Tuesday marked the first time when the Cal and Stanford Sailing teams have faced each other in a head-to-head match-up since the College Admissions scandal broke earlier this year. An estimated 1,000 spectators, the Cal and Stanford Bands, and the schools’ respective cheerleaders were in attendance for the regatta in front of the St. Francis Yacht Club on San Francisco Bay.
Cal beat Stanford 4–1, with the only loss coming in the Varsity division (current students); and Cal swept the races in the four winning divisions, each in a best-of-three format. The race results, however, are only a part of a larger story—namely, the impact the college admissions scandal has had on the Big Sail and collegiate sailing.
In March, the college admissions scandal was made public, charging 51 individuals with conspiring to influence undergraduate admissions decisions at elite American universities. John Vandemoer, the former head coach of the Stanford Sailing Team, was one of the first coaches to be charged after evidence produced alleged that the team had received more than USD 610,000 in bribes from Rick Singer, the organizer of the scheme. Singer had offered the bribes to Vandemoer in exchange for having his clients—prospective Stanford Students—apply to the University as sailing recruits, significantly increasing their chances of being accepted.
Vandemoer was arrested in March of this year, subsequently fired by the University, and then sentenced on June 12, 2019 to one day in prison for racketeering conspiracy, in addition to a USD 10,000 fine and two years of supervised release. According to the New York Times, Vandemoer now lives at the vacation home of a Stanford University benefactor and coaches privately with his wife at a Club just a few hundred yards from the Stanford Sailing facility in Redwood City. Importantly, Vandemoer did not personally profit from Singer’s donations to the program.
The Big Sail traces its roots back to at least the 1940s, when the event was originally hosted by the Berkeley Yacht Club.

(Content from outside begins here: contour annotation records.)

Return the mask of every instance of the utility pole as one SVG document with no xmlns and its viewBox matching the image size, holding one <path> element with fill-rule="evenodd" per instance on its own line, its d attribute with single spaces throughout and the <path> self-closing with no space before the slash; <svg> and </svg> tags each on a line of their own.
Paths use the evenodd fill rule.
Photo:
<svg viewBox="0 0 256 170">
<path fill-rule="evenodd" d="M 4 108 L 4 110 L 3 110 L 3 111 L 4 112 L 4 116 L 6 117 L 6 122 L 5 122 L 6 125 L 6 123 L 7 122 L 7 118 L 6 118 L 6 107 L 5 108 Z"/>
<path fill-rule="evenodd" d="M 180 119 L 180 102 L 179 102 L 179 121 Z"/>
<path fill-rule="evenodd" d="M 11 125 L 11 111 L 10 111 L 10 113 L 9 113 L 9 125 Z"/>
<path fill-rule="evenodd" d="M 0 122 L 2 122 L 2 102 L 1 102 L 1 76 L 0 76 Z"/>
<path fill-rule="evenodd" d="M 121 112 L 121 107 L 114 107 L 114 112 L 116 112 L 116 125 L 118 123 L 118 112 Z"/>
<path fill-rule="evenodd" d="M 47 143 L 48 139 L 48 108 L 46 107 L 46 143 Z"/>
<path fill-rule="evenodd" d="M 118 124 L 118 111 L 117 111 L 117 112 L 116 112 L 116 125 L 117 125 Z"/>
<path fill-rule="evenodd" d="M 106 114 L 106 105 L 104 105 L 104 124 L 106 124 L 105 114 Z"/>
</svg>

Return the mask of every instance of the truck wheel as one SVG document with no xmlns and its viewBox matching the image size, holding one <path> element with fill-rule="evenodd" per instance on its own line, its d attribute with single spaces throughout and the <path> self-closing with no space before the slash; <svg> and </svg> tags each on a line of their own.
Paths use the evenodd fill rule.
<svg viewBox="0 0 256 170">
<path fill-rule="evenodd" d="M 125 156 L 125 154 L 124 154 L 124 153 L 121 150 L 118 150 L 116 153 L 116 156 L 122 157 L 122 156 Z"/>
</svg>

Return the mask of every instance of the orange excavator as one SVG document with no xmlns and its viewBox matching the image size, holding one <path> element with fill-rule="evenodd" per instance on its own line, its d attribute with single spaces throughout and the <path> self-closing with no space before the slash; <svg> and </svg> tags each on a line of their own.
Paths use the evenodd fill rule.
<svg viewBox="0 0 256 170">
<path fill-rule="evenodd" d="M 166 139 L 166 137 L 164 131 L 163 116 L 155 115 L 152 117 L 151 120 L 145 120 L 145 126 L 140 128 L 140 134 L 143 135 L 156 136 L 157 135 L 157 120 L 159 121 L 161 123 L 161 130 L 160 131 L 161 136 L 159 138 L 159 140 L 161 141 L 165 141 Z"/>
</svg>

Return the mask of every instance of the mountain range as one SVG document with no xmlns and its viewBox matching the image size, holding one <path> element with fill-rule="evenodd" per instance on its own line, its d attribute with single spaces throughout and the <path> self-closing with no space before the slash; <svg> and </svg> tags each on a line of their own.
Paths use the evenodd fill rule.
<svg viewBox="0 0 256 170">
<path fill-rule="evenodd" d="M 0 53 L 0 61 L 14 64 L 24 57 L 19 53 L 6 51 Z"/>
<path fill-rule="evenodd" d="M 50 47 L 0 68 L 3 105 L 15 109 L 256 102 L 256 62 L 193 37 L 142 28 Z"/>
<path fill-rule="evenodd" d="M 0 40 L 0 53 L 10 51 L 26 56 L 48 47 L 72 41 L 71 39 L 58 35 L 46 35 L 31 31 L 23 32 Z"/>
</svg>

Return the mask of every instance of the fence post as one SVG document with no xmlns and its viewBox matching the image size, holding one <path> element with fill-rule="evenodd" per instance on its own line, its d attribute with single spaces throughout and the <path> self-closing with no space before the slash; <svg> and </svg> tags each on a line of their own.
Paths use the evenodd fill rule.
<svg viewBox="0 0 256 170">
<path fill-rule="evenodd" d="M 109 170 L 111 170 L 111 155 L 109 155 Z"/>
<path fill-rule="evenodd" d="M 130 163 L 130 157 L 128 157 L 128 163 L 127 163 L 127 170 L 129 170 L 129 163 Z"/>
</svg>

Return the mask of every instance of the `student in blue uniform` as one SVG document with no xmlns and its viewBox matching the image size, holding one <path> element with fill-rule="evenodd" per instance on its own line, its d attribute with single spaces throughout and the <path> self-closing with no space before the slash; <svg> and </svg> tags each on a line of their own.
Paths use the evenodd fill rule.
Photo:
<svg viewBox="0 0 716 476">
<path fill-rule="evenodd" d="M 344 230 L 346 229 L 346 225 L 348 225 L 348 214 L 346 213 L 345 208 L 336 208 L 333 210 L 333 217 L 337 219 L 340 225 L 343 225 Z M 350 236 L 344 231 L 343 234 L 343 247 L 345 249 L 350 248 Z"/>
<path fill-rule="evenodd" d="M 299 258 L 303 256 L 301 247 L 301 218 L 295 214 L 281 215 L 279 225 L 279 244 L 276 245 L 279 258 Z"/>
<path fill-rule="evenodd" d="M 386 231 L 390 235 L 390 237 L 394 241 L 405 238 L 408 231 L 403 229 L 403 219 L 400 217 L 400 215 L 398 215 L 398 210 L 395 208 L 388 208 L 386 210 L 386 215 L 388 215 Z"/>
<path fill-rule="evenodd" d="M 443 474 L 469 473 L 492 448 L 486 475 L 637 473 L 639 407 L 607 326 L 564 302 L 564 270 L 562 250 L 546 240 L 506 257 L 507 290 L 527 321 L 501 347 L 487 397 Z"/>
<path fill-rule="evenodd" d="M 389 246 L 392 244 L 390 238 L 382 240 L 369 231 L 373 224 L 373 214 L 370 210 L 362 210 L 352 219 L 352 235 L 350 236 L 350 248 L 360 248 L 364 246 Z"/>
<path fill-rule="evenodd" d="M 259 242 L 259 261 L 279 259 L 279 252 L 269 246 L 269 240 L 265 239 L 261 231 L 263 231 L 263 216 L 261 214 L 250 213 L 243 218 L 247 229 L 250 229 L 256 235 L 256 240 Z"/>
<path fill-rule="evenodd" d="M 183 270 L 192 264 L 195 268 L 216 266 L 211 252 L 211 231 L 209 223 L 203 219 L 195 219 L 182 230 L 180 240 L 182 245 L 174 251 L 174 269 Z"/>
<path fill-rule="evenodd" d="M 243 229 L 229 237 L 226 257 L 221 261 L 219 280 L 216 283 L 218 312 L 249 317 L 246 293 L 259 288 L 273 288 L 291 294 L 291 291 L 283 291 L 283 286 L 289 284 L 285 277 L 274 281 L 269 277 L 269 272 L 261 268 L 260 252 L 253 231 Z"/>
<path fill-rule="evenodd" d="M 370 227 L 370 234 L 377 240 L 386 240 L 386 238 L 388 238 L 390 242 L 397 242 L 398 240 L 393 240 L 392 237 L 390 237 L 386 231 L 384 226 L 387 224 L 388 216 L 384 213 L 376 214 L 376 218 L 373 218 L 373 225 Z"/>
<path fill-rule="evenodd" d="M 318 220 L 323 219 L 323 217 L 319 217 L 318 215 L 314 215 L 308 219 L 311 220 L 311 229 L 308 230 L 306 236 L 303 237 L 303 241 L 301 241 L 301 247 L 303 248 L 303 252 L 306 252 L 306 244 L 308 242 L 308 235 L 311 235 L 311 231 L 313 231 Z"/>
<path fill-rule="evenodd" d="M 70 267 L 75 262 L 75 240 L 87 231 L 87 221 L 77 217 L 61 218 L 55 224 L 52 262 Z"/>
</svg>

While race records are not readily available, the original trophy from that iteration of the series now permanently resides at the Stanford Boathouse, a 16,500 square foot state-of-the-art facility which boasts a multistory indoor boat garage, locker rooms, laundry facilities, and offices.
The Big Sail regatta is formatted as a series of best-of-three match races. A match race is when one boat from each team goes head-to-head, with rules that are slightly more complex than those of traditional racing. Sailors compete across five divisions:: Varsity (current students), Women’s (female Alumni), Young Alumni, Masters, and Grand Masters (all based on year of graduation). Cal has consistently done well in the Alumni divisions; however, Stanford has now won the last 16 consecutive Varsity contests. In national events, Stanford has routinely qualified for the coed national championships, while Cal and other Pac-12 schools qualify on a more sporadic basis.
The recent disparity of Varsity results can be largely explained by the team structures and finances. Sailing is a Varsity sport at Stanford, meaning that the team is completely funded by the school’s USD 26.5 billion endowment, of which the sailing portion was partially contributed to by Singer and Vandemoer’s arrangement.
The Stanford Sailing Team’s budget in 2017 was USD 182,000, the second highest of any collegiate program nationally (second to Boston College) and more than double that of national championship programs Yale and Georgetown. It is also important to note that this figure does not include equipment and facilities, with the program spending upwards of USD 120,000 on new boats every 5–8 years, giving the Stanford team a considerable advantage over its West Coast competition in terms of equipment. As a result of being well-funded, Stanford is able to recruit the best sailors on the West Coast, as it is currently the only fully-funded program not on the Eastern Seaboard.
The Cal Sailing Team is a student-run organization and is designated a “Club Sport” by the University. Since there is no varsity sailing program supported by the Cal Athletic Department, the Cal Sailing team represents the University as a varsity team at events around the country, including events on the East Coast and in Hawaii. The team is entirely student-led and student-run, with occasional coaching assistance from volunteers who themselves are former collegiate sailors.
The team operates on a budget of less than USD 10,000 annually, and is funded by the students on the team, generous donors, and sponsors such as Berkeley Research Group, when in 2015 the Emeryville-based firm donated a new boat to help compete against Stanford’s 18 new boats. The Cal Sailing team has historically done well against other club teams and there is hope for future improvement, as US Sailing announced in 2018 that it will be opening a cutting-edge Olympic training facility at the Treasure Island Sailing Center—the current Cal Sailing practice venue.
The two teams, while geographically and competitively close are structural and financial opposites. One is a private, heavily bureaucratic institution with generous donors, a high tuition price tag, and a corruptible system seeking to raise significant funding to bring a national championship to a non-revenue generating athletic program. The other program, which is far more common and historically recognizable, is about a group of students with a common passion and the desire to organize and pursue that passion while balancing school, and often multiple forms of employment to support their passion.
The differences in the teams raise the question about the role of collegiate athletics: should athletic programs primarily be vehicles for pursing passions and learning life lessons or programs for refining technical ability and winning championships? They certainly could be utilized to pursue all the above, but to which degree will certainly be a topic of debate for some time to come.